Technical footnote: the film’s tinting strategy—amber interiors, cyan exteriors, lavender night—encodes emotional temperature with Brechtian bluntness. Archivists have debated whether the surviving print matches original release notes; nonetheless, the palette enriches interpretive nuance, guiding viewers through moral thermoclines.

Market note: streaming rights currently rotate between Criterion Channel (US) and Kanopy libraries; Blu-ray remains elusive, though rumor swirls of an upcoming Kino Lorber restoration.
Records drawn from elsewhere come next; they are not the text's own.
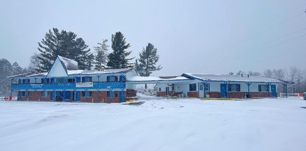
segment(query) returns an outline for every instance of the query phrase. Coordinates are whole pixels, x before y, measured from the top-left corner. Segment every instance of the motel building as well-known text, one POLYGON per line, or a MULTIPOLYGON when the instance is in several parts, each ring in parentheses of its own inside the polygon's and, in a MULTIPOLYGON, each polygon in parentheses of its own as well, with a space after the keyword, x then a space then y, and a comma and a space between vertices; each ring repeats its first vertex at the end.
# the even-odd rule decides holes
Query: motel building
POLYGON ((7 77, 11 97, 18 101, 113 103, 137 99, 137 84, 155 84, 159 96, 192 98, 276 97, 276 85, 292 82, 259 76, 184 73, 181 76, 143 77, 133 68, 78 70, 75 61, 59 56, 48 72, 7 77))

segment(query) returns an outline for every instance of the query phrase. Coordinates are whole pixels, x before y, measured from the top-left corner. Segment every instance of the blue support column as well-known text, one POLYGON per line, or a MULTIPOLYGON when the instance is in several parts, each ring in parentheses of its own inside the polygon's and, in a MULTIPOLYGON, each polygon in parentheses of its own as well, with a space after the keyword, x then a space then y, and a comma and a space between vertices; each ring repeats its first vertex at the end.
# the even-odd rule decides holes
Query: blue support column
POLYGON ((64 99, 63 99, 63 102, 65 102, 65 95, 66 95, 66 89, 63 89, 63 92, 64 92, 64 99))
POLYGON ((44 89, 43 90, 43 101, 45 101, 45 97, 46 97, 46 96, 45 96, 46 95, 46 89, 44 89))
POLYGON ((267 88, 268 89, 268 97, 270 97, 270 86, 271 84, 268 82, 266 82, 267 85, 267 88))
POLYGON ((99 91, 100 91, 100 89, 97 89, 97 92, 98 93, 98 94, 97 95, 98 96, 98 98, 97 98, 98 99, 97 100, 97 103, 99 103, 99 91))
MULTIPOLYGON (((87 81, 87 78, 86 78, 86 80, 87 81)), ((87 102, 87 90, 88 89, 85 89, 85 102, 87 102)))
POLYGON ((97 75, 96 76, 98 77, 98 81, 100 82, 100 77, 101 76, 101 75, 97 75))
POLYGON ((248 96, 249 98, 251 98, 251 92, 250 92, 250 86, 251 85, 252 82, 245 82, 245 83, 248 85, 248 96))
POLYGON ((34 101, 36 101, 36 91, 37 90, 35 89, 34 90, 34 101))

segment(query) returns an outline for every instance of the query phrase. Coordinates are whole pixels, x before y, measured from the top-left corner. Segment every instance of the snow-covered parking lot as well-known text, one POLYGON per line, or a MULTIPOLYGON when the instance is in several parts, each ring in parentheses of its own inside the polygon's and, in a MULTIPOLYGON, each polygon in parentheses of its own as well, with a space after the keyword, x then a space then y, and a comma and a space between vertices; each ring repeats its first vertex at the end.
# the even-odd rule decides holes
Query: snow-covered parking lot
POLYGON ((0 150, 306 150, 301 98, 150 98, 139 106, 0 101, 0 150))

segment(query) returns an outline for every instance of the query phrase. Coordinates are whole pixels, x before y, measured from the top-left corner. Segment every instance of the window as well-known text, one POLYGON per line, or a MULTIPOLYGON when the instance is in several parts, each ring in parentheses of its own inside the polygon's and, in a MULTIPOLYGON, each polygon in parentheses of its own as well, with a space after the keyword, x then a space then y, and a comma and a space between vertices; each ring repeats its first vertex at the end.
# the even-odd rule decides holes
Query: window
MULTIPOLYGON (((25 92, 26 92, 26 91, 21 91, 21 96, 26 96, 26 95, 25 95, 25 94, 26 94, 25 92)), ((28 95, 27 95, 27 96, 28 96, 29 95, 30 95, 30 91, 28 91, 28 95)))
POLYGON ((196 84, 189 84, 189 91, 196 91, 196 84))
POLYGON ((209 84, 207 83, 205 84, 205 91, 209 91, 209 84))
POLYGON ((22 79, 22 83, 30 83, 30 79, 22 79))
POLYGON ((112 81, 118 81, 118 76, 108 76, 106 77, 106 81, 110 82, 112 81))
POLYGON ((45 93, 43 91, 40 92, 40 96, 50 96, 50 94, 51 92, 50 91, 45 91, 45 93))
POLYGON ((258 92, 268 92, 268 87, 266 85, 258 85, 258 92))
MULTIPOLYGON (((86 97, 85 93, 86 91, 82 92, 82 97, 86 97)), ((87 97, 92 97, 92 92, 91 91, 87 91, 87 97)))
MULTIPOLYGON (((106 92, 106 97, 110 97, 110 92, 109 91, 106 92)), ((118 97, 118 91, 112 91, 112 97, 118 97)))
POLYGON ((229 92, 240 92, 240 84, 229 84, 228 90, 229 92))
POLYGON ((45 79, 44 78, 41 78, 41 83, 44 83, 45 82, 46 82, 46 83, 50 83, 50 78, 46 78, 46 81, 44 81, 44 79, 45 79))

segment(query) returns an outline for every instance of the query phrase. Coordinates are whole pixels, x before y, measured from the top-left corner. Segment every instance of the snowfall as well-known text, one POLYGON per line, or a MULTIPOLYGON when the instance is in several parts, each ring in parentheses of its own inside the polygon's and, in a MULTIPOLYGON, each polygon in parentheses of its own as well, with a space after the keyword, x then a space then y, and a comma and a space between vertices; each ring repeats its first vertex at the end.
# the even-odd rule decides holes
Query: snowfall
POLYGON ((140 96, 139 106, 0 101, 0 150, 306 150, 302 98, 140 96))

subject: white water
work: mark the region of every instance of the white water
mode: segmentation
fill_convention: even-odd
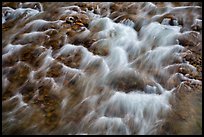
[[[62,8],[61,12],[65,14],[74,8],[77,9],[77,12],[81,11],[78,6],[71,6]],[[148,12],[155,8],[153,3],[148,3],[143,10]],[[25,11],[17,9],[16,14],[18,12]],[[72,11],[70,14],[77,12]],[[29,15],[34,16],[35,14],[37,11],[31,12]],[[109,14],[107,13],[106,16]],[[169,88],[168,85],[160,82],[161,79],[157,78],[157,75],[160,74],[165,80],[170,81],[177,74],[168,70],[171,66],[175,67],[182,64],[179,55],[183,51],[183,47],[179,45],[177,40],[181,27],[168,26],[165,21],[162,24],[152,22],[142,26],[137,32],[133,28],[134,23],[130,20],[115,23],[108,17],[98,17],[93,13],[88,15],[93,20],[89,23],[87,31],[79,34],[77,38],[95,39],[96,41],[91,45],[91,48],[96,47],[98,51],[106,50],[107,55],[94,55],[84,45],[71,44],[69,39],[72,37],[68,36],[68,40],[64,41],[65,44],[59,50],[54,51],[51,47],[46,48],[43,54],[37,57],[37,59],[43,58],[43,63],[37,70],[28,64],[32,71],[29,72],[26,81],[33,81],[40,85],[51,85],[49,92],[60,98],[59,123],[62,124],[49,131],[48,134],[158,134],[157,130],[165,122],[166,114],[172,109],[169,99],[176,86]],[[57,29],[61,25],[57,22],[40,19],[27,23],[19,34],[26,33],[22,34],[16,45],[9,44],[3,48],[3,59],[8,55],[18,53],[30,42],[44,47],[44,42],[51,39],[51,36],[45,32],[46,30],[43,30],[44,27],[51,23],[52,27]],[[5,23],[3,17],[2,23]],[[47,29],[49,28],[48,25]],[[79,62],[79,66],[74,64],[70,67],[63,61],[57,60],[61,56],[76,59],[74,55],[78,53],[82,59],[75,63]],[[175,63],[177,60],[180,62]],[[72,62],[74,61],[72,60]],[[62,65],[60,76],[49,77],[45,75],[39,80],[34,78],[37,72],[48,73],[51,64]],[[196,71],[190,65],[183,65]],[[3,74],[3,77],[2,82],[5,88],[9,81],[7,74]],[[185,79],[185,76],[183,77]],[[75,81],[72,92],[80,96],[76,100],[70,91],[72,86],[67,84],[72,81]],[[194,82],[199,83],[200,81],[195,80]],[[23,86],[18,87],[17,90],[20,90],[21,87]],[[29,106],[29,103],[27,104],[22,100],[21,93],[16,92],[13,97],[16,96],[21,105],[13,108],[12,112],[17,111],[19,107],[24,107],[25,104]],[[85,107],[83,108],[81,105],[84,103]],[[29,108],[35,109],[31,105]],[[84,109],[86,112],[82,112],[82,116],[79,114],[79,121],[66,120],[69,116],[77,117],[78,113],[73,112]],[[4,113],[4,117],[8,117],[3,120],[7,124],[15,125],[16,121],[21,120],[11,120],[13,115],[10,113]],[[73,123],[77,128],[72,127]],[[38,124],[27,127],[28,130],[23,130],[27,133],[30,131],[29,129],[33,129],[31,134],[47,134],[47,131],[42,126],[40,127],[42,130]],[[5,132],[10,131],[9,127],[5,125],[3,129]]]

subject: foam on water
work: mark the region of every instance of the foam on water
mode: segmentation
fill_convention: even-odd
[[[29,5],[29,3],[24,3],[24,6],[27,4]],[[173,95],[172,91],[183,81],[199,85],[201,81],[187,78],[177,71],[182,68],[193,74],[197,73],[194,66],[183,62],[181,58],[184,47],[178,42],[178,36],[181,34],[181,26],[177,26],[178,22],[174,22],[177,24],[175,26],[170,26],[168,19],[161,23],[153,22],[163,15],[161,13],[162,15],[149,17],[149,21],[152,22],[145,20],[141,28],[135,31],[137,27],[135,20],[124,18],[116,23],[114,20],[116,21],[120,16],[113,20],[109,18],[112,4],[110,2],[97,5],[100,15],[87,9],[83,11],[80,6],[60,8],[59,13],[56,12],[57,15],[59,14],[58,19],[67,14],[77,15],[78,13],[86,14],[91,18],[88,27],[83,26],[84,30],[78,29],[73,32],[73,36],[66,33],[74,27],[73,24],[67,29],[62,27],[66,23],[64,20],[47,21],[44,19],[32,20],[14,34],[16,38],[12,37],[15,39],[13,43],[3,48],[3,61],[14,54],[18,55],[20,50],[26,48],[29,43],[34,44],[34,49],[40,47],[44,51],[36,59],[33,58],[33,62],[29,62],[28,58],[30,56],[32,58],[32,54],[36,55],[35,52],[26,53],[25,59],[21,59],[20,55],[17,56],[19,61],[14,62],[13,67],[20,67],[23,63],[28,68],[28,74],[22,77],[22,79],[27,79],[20,85],[10,86],[12,83],[9,79],[17,78],[9,77],[9,74],[12,75],[15,71],[12,67],[3,66],[4,71],[8,68],[8,72],[2,77],[2,94],[9,92],[12,88],[15,89],[11,98],[4,100],[3,103],[12,104],[13,99],[18,100],[18,105],[8,114],[3,112],[6,118],[3,123],[7,123],[7,120],[8,123],[12,123],[12,119],[18,121],[13,115],[20,108],[25,107],[25,112],[27,112],[29,109],[40,106],[38,114],[42,113],[46,115],[46,118],[51,117],[51,121],[57,117],[55,120],[58,120],[58,125],[51,128],[52,130],[43,127],[41,123],[39,123],[39,129],[38,123],[28,127],[28,129],[38,131],[37,134],[158,134],[158,129],[172,109],[169,102]],[[129,5],[130,8],[134,6],[138,6],[137,3]],[[154,13],[158,7],[147,2],[139,3],[139,8],[141,12],[138,16],[146,17],[150,12]],[[169,7],[165,14],[183,9],[185,7]],[[16,10],[10,8],[4,8],[4,10],[10,11],[11,16],[14,17],[25,12],[27,17],[35,17],[38,13],[44,12],[23,8],[23,5]],[[6,18],[5,15],[2,17],[2,24],[6,22]],[[195,23],[198,24],[200,21],[197,20]],[[50,33],[53,31],[56,32],[56,37],[51,36]],[[60,43],[58,38],[60,39],[62,35],[66,36]],[[55,39],[51,41],[52,38]],[[75,44],[77,39],[82,42]],[[94,42],[89,45],[89,48],[85,43],[90,39]],[[50,43],[45,46],[46,42]],[[58,43],[56,49],[52,47],[55,43]],[[36,64],[36,60],[42,63],[34,69],[32,63]],[[20,69],[16,73],[21,76],[23,71]],[[38,73],[42,73],[42,76],[36,78]],[[36,83],[37,87],[42,89],[34,91],[31,101],[25,102],[24,94],[20,91],[29,82]],[[43,92],[48,92],[45,93],[48,99],[46,97],[45,99],[51,98],[53,102],[57,101],[52,107],[57,106],[55,113],[59,116],[53,118],[51,112],[45,113],[47,104],[42,101],[43,104],[40,100],[43,97],[40,94]],[[35,106],[36,100],[41,104]],[[34,102],[34,105],[30,102]],[[34,112],[33,110],[30,115]],[[26,118],[29,119],[29,116]],[[4,129],[9,131],[9,127]]]

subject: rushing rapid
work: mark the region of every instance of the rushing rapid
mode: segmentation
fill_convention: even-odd
[[[2,133],[180,134],[165,125],[177,94],[190,85],[201,92],[201,70],[185,59],[186,43],[202,46],[201,10],[199,3],[4,3]]]

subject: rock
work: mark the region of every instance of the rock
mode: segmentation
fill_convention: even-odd
[[[183,46],[187,46],[187,45],[197,46],[199,43],[202,42],[201,35],[195,31],[187,31],[182,33],[178,37],[178,40]]]

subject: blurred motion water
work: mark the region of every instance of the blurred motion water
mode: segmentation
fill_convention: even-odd
[[[2,133],[202,134],[201,37],[199,2],[3,2]]]

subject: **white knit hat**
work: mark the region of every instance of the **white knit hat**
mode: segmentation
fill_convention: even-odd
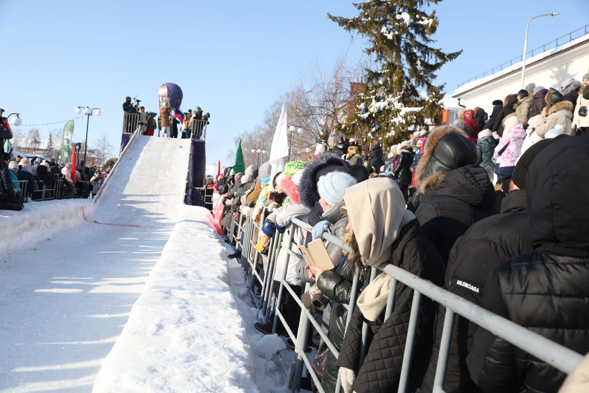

For collectors, 16 mm prints surface occasionally on auction sites—buyer beware of mold and German censorship snips.

Critical reception, then and now: trade papers of 1920 praised its “zesty tempo” and “clever reversal of judgment,” while Photoplay lauded Dana’s “magnetic mischief.” Modern scholars cite the picture as proto-screwball, a missing link between Lady Windermere’s Fan and It Happened One Night. My own verdict: it is a pocket cosmos where ethics and erotics collide under the hard rain of appearances, a film that whispers—long before Foucault—that the gaze is never innocent.

Go in expecting flappers and frolic; emerge questioning every snapshot you’ve ever posted. Seeing’s Believing argues, with jaunty ferocity, that perception is a contract, not a guarantee—and that the most radical act is sometimes to close one’s eyes and leap.